Culto
El frente a frente de dos documentales trágicos

El frente a frente de dos documentales trágicos

En los últimos días llegaron a Netflix los registros de la vida y caída de las mayores estrellas del pop negro: Michael Jackson y Whitney Houston. Mientras el primero es un burdo intento por blanquear su imagen de traumas y abusos, el otro resulta sobrecogedor.

Padres autoritarios. Sexualidad ambigua. Abuso narcótico. Estrellato. Caída libre. Coinciden en esta trágica sumatoria las mayores estrellas pop afroamericanas de todos los tiempos: Michael Jackson y Whitney Houston.

En Netflix los documentales La vida de un ícono (2011) y Can I be me (2017) respectivamente, los retratan mediante el común denominador de talentos únicos con resultado de muerte. Las similitudes entre los relatos radican solo en la envergadura de los personajes. La investigación en torno al Rey del Pop pretende blanquear su imagen con la calidad de un infomercial. En cambio la crónica de la artista femenina más premiada de la historia, sobrecoge. Whitney Houston murió adicta y con el corazón destrozado sin remedio.

Ambos registros arrancan con los audios de los llamados de emergencia reportando el colapso fatal de Michael y Whitney.

Luego, las diferencias. La vida de un ícono fue iniciativa de David Gest, amigo de toda la vida de Jackson, un empresario, comediante y figura de televisión fallecido en 2016, de dudosa notoriedad además por un tormentoso matrimonio con Liza Minnelli.

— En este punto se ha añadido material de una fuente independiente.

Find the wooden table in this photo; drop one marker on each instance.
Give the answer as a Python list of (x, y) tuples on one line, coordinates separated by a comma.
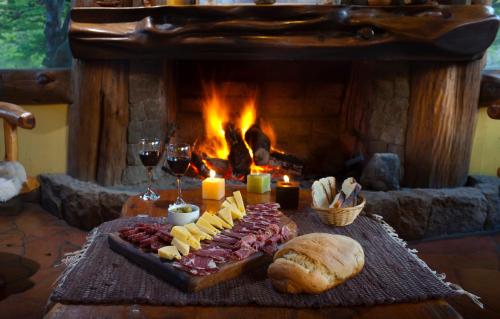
[(432, 309)]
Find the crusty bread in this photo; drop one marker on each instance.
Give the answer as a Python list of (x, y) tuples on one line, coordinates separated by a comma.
[(315, 262), (323, 192)]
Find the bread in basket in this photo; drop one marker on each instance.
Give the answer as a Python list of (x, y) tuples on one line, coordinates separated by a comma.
[(339, 208)]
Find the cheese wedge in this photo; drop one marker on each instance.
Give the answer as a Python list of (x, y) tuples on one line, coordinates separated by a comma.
[(169, 252), (216, 222), (196, 231), (223, 222), (225, 204), (206, 227), (225, 215), (181, 233), (181, 246), (235, 212), (239, 202), (231, 200)]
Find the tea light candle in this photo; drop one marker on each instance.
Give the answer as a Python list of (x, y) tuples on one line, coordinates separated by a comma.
[(287, 193), (258, 183), (213, 187)]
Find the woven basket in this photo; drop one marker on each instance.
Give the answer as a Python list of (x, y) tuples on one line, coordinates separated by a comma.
[(340, 216)]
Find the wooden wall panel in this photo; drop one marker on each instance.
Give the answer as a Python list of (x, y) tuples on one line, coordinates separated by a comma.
[(443, 107)]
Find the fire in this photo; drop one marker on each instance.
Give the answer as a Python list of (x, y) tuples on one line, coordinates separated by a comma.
[(215, 114), (247, 120)]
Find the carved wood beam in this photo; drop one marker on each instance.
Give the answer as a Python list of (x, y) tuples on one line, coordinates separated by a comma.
[(490, 93), (35, 86), (13, 116), (421, 32)]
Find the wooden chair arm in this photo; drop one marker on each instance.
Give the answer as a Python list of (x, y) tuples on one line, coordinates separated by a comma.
[(16, 115)]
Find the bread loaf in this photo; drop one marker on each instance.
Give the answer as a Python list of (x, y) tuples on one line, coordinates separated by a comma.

Con más fotos que filmaciones, el documental se construye en torno a entrevistas a Katherine, la madre, el hermano Tito integrante de The Jackson 5, el biógrafo J. Randy Taraborrelli, y una serie de músicos y compositores, la mayoría de ellos secundarios, con la excepción del astro Smokey Robinson.

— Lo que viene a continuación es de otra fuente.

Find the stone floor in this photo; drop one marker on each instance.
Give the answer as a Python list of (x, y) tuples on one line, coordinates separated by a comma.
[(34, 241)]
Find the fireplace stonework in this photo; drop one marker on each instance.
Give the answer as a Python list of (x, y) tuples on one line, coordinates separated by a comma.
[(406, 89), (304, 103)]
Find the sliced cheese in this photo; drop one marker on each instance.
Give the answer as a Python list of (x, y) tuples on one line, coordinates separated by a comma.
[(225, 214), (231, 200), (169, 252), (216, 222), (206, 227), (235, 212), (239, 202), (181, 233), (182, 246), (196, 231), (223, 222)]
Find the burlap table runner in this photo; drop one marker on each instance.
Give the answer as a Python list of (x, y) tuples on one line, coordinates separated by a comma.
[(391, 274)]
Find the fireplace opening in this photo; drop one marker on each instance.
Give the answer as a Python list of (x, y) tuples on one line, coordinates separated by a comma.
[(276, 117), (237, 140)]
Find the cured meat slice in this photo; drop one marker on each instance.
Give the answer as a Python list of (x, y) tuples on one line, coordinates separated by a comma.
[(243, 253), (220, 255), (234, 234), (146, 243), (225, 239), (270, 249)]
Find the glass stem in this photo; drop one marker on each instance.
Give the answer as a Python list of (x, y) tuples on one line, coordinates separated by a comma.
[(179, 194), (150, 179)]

El guión se empecina en desmitificar parte importante de las leyendas sobre Michael Jackson: su padre Joe jamás habría sido un abusador, a lo sumo un tipo autoritario que castigaba a correazos a los hermanos mayores.

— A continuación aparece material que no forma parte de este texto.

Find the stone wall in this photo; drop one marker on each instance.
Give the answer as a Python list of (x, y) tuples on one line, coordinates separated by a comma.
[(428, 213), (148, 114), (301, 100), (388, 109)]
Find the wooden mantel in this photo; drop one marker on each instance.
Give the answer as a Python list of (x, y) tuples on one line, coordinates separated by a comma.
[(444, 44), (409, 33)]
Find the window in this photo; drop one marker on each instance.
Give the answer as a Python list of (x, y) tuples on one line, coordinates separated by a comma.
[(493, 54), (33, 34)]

¿Niñez robada? Para nada. Michael disfrutó como cualquier niño y como era rico, compraba lo que quería aunque trabajaba con horarios propios de un esclavo. ¿Gay? Por favor. Madonna y Brooke Shields estuvieron en sus brazos, y jamás abusó de menores. ¿Por qué entonces los arreglos extrajudiciales? Una manera de comprar paz.

Drogas y tormentos

En contraparte, Can I be me revela impactantes detalles biográficos de Whitney Houston. Su madre Cissy, una cantante de gospel de éxito frustrado que se proyectó en su hija (tal como lo hizo Joe Jackson con su familia y Luisito Rey con Luis Miguel), fue una figura dictatorial y fría.

Oriunda de Newark, New Jersey, Whitney creció en un ambiente empobrecido y convulso por el racismo y la brutalidad policiaca. A través de sus hermanos consumió drogas tempranamente. De carácter simple, desde la adolescencia mantuvo una larga relación romántica con Robyn Crawford, una chica afroamericana mayor que ella.

Si Michael Jackson intentó literalmente blanquearse, el legendario ejecutivo discográfico Clave Davis hizo algo parecido con la música de Whitney Houston, para conquistar la plena aceptación de las audiencias blancas.

Se convirtió en una megaestrella pagando un doloroso costo: el rechazo del público afroamericano. “La perspectiva en la comunidad era que Whitney se había vendido”, explica Doug Daniel, un ex ejecutivo discográfico. Fue así como en los Soul Train Awards del 13 de abril de 1989, premios que reconocen lo mejor del entretenimiento afroamericano, Whitney cosechó una silbatina monumental. Emocionalmente nunca se recuperó de aquellas pifias.

Esa noche cambió su vida para siempre por otra razón. Allí conoció a Bobby Brown, chico malo del pop tan reventado como ella. Se casaron, tuvieron a Bobbi Kristina -muerta en 2015 a los 22 años tras un largo coma por sobredosis-, y firmaron el divorcio en 2007. Entre medio, la debacle consumiendo drogas y alcohol a la par. Bobby la maltrataba por celos profesionales y amorosos, porque Whitney no abandonó su amorío con Robyn. Las peleas entre los amantes de la estrella llegaban a las manos y no era extraño que Brown se fuera de paliza.

Los últimos años de Whitney Houston fueron de apuros económicos por la familia-zángano, incluyendo una millonaria demanda de su padre que aceleró el descenso emocional y el deterioro físico producto de la cocaína, entre otras sustancias. Lo peor era la soledad. Robyn se había ido, lo mismo su marido. Sólo quedaban las drogas como fúnebre compañía.